Knob Creek Single Barrel Reserve + Aged Cheddar
The Knob Creek Single Barrel Reserve is aged in handpicked oak barrels. As a Bourbon Whiskey, this dram is rich in vanilla, caramel, and nuts flavours.
This Bourbon Whiskey expression is rich in its flavours and background notes. One can expect a backdrop of chocolate and cinnamon, coated with oak, vanilla, and caramel. The nutty finish is the logical bridge to pair the Knob Creek Single Barrel Reserve with an aged cheddar cheese.
Aged Cheddar cheese is a dry cheese with a sharp character, for sure. The sweet flavour notes will pair perfectly with the vanilla and oak of the Knob Creek Bourbon and, as it is aged, its earthy and nutty flavour will play nicely with the bourbon’s chocolate and cinnamon notes. It also has a salty taste that goes along with the caramel taste of the spirit.
Four Roses Small Batch + Brie
When it comes to whiskey and cheese pairing, few are the matches as mellow as this one. Handcrafted and created with especial attention to detail, Four Roses Small Batch Bourbon Whiskey is truly a favourite among bourbon lovers. Pairing this expression with a brie will just melt your heart.

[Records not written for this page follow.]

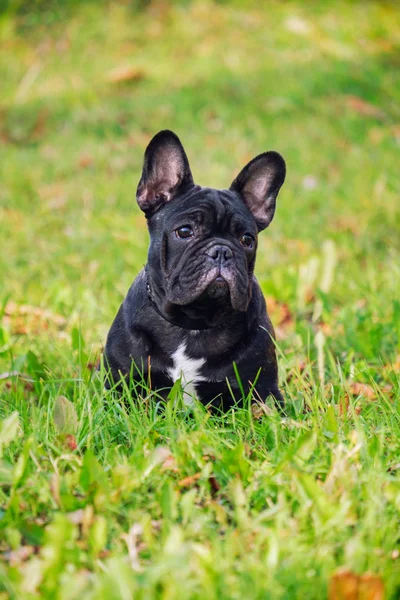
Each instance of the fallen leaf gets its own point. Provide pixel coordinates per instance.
(169, 464)
(85, 161)
(125, 74)
(189, 481)
(370, 587)
(362, 389)
(70, 441)
(214, 483)
(133, 543)
(18, 556)
(343, 586)
(346, 585)
(64, 416)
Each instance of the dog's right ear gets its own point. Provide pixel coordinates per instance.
(166, 172)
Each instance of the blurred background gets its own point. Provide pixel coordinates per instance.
(84, 87)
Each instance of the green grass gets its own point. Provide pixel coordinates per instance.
(104, 500)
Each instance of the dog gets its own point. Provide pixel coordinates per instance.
(196, 312)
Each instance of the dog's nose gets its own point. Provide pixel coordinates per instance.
(219, 253)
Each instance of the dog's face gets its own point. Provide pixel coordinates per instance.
(203, 241)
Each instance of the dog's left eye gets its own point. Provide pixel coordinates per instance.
(184, 232)
(247, 240)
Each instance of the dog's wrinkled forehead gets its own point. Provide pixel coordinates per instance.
(220, 210)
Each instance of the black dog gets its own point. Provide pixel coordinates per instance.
(196, 308)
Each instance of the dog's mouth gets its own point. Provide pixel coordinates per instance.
(217, 289)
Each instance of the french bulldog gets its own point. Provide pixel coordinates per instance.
(196, 311)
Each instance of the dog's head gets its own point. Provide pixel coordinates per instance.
(203, 241)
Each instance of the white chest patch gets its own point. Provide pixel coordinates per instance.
(188, 370)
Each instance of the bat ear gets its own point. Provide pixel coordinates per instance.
(166, 172)
(259, 183)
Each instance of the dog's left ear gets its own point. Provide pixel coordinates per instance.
(259, 183)
(166, 172)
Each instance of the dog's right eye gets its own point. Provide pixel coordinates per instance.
(184, 232)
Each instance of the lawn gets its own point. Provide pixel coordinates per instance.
(105, 499)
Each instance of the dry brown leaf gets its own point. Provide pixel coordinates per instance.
(343, 586)
(346, 585)
(18, 556)
(214, 484)
(169, 464)
(125, 74)
(362, 389)
(70, 441)
(189, 481)
(85, 161)
(370, 587)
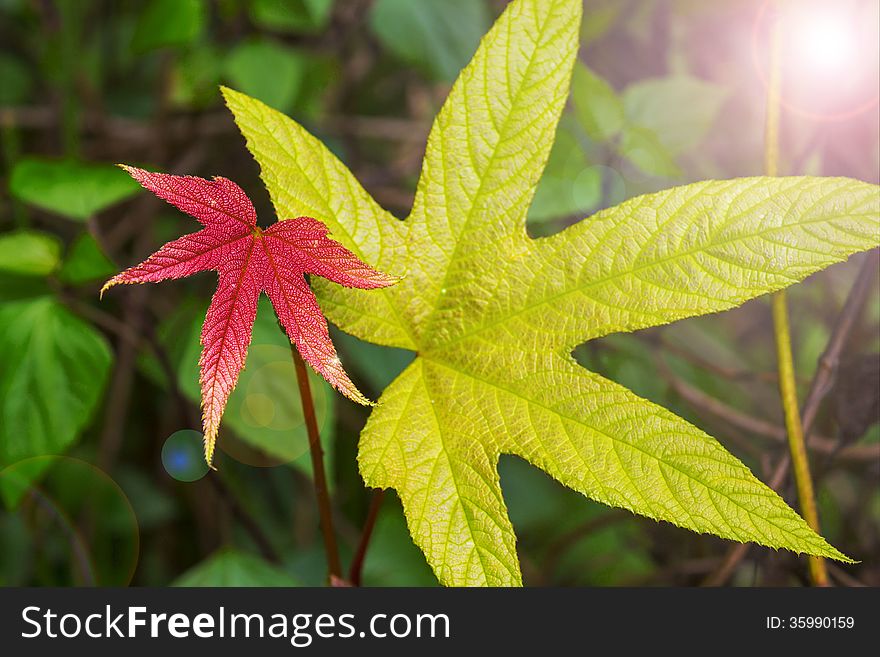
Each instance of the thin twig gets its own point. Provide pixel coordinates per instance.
(319, 477)
(787, 381)
(819, 387)
(357, 564)
(818, 443)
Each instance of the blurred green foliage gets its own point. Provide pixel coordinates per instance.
(665, 93)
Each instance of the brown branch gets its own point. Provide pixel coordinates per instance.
(821, 384)
(319, 477)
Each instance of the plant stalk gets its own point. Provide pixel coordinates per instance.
(357, 564)
(319, 477)
(787, 384)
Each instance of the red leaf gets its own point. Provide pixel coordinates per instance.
(249, 260)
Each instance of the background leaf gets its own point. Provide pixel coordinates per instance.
(267, 70)
(680, 109)
(71, 189)
(29, 253)
(494, 314)
(169, 23)
(306, 16)
(85, 262)
(52, 377)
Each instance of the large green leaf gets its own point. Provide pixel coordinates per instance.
(307, 16)
(52, 376)
(229, 567)
(72, 189)
(493, 314)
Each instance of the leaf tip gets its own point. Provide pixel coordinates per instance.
(106, 287)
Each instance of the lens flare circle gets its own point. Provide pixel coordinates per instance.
(183, 456)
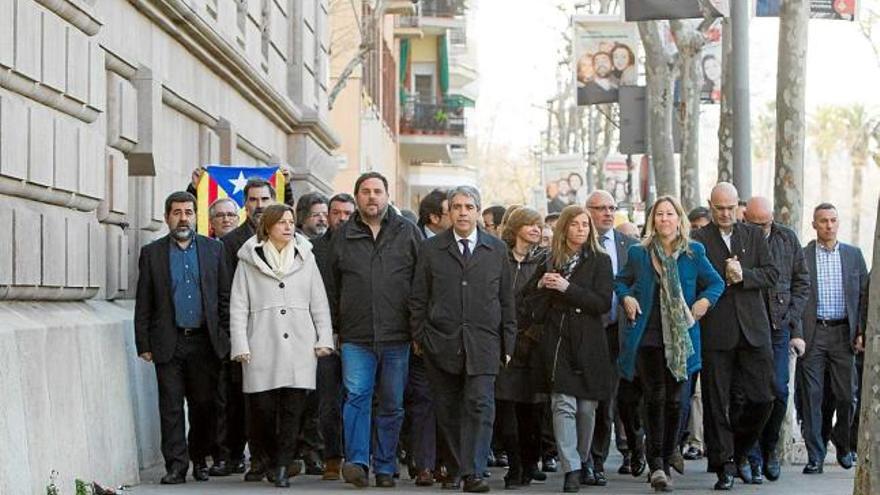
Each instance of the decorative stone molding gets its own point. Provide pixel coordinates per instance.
(75, 12)
(44, 94)
(202, 40)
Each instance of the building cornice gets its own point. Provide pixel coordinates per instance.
(177, 19)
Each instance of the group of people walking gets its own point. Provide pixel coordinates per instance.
(330, 329)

Four Roses Small Batch is rich and mellow, with a smooth body. It is known for its berries, caramel, and oak flavour notes.
By its turn, Brie is a mild and creamy cow’s cheese that will soften even more the density of the bourbon. Besides, the nutty flavour of this French cheese pairs perfectly with the berry taste of this bourbon expression, while the earthy notes of the cheese dance slowly with the caramel and oak flavour of Four Roses Small Batch.

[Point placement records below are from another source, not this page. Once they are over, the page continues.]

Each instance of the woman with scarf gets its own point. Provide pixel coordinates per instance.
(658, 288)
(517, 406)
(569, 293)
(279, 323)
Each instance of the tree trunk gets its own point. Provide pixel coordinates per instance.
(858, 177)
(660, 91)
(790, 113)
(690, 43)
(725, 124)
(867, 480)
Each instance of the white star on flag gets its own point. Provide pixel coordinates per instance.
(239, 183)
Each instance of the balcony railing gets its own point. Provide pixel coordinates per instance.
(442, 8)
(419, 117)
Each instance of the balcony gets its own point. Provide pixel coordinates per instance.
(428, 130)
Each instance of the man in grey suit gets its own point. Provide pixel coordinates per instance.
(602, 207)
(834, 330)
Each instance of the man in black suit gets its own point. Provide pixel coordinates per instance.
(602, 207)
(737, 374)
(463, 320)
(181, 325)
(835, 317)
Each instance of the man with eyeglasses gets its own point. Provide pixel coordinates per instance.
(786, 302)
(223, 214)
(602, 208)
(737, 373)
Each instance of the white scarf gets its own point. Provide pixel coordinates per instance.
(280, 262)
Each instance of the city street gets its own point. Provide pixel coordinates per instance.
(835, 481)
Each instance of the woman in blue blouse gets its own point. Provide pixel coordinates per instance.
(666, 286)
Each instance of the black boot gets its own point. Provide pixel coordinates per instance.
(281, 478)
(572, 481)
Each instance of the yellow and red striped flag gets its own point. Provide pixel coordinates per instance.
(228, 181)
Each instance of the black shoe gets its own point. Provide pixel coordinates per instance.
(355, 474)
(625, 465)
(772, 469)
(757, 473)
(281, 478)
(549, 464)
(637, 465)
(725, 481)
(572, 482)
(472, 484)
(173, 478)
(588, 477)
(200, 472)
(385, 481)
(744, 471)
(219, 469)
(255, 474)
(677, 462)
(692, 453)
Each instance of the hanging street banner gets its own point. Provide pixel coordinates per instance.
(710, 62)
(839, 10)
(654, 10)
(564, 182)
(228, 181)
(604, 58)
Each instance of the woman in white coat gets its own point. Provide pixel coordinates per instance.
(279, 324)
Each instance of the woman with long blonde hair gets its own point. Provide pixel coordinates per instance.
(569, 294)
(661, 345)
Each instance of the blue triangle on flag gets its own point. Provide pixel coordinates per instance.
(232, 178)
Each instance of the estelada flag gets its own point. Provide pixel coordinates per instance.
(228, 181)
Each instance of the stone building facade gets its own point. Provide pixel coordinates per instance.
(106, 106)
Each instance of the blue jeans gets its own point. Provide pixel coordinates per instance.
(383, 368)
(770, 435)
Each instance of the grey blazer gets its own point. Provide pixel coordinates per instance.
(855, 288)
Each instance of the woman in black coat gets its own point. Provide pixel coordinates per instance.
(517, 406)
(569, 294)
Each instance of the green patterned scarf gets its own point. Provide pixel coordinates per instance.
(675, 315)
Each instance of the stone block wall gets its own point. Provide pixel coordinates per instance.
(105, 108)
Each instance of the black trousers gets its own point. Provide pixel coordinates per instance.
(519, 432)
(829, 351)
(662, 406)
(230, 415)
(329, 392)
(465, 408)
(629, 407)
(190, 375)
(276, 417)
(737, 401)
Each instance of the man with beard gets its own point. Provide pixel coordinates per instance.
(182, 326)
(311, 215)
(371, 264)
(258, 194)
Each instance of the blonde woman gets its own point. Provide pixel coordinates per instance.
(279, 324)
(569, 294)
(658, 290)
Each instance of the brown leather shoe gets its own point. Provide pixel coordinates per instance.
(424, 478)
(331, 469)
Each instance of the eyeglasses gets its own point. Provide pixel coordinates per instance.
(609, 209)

To say that whisky and cheese go well together is to diminish the stamina of this power couple! As soon as one can choose the best whisky and cheese pairing, the sooner they discover how to take their whisky tastings to another level.

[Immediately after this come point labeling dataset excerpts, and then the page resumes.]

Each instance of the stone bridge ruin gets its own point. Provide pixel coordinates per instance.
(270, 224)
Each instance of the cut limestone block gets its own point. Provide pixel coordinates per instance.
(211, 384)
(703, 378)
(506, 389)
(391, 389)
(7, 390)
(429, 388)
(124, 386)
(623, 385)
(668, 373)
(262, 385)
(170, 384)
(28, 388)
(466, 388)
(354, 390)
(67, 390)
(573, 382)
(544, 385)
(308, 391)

As we have seen in the paragraphs above, smokier / peatier whiskies will find their best partner in the sharper cheeses, such as the blue cheeses. When a whisky has aged in sherry or bourbon casks, you might want to combine them with harder cheeses with a pinch of salt. And, when more exotic flavours are present in a dram, combining them with a nuttier and softer cheese make those flavours shine.
When pairing sweeter drams, such as Bourbon, with cheese, you might not want to have an overpowering combination. So, you might want to go for the softer, creamier, and nuttier cheeses
Most of the times, the cheese will serve as a platform to bring hidden whisky flavours to light. And, believe us, it really works!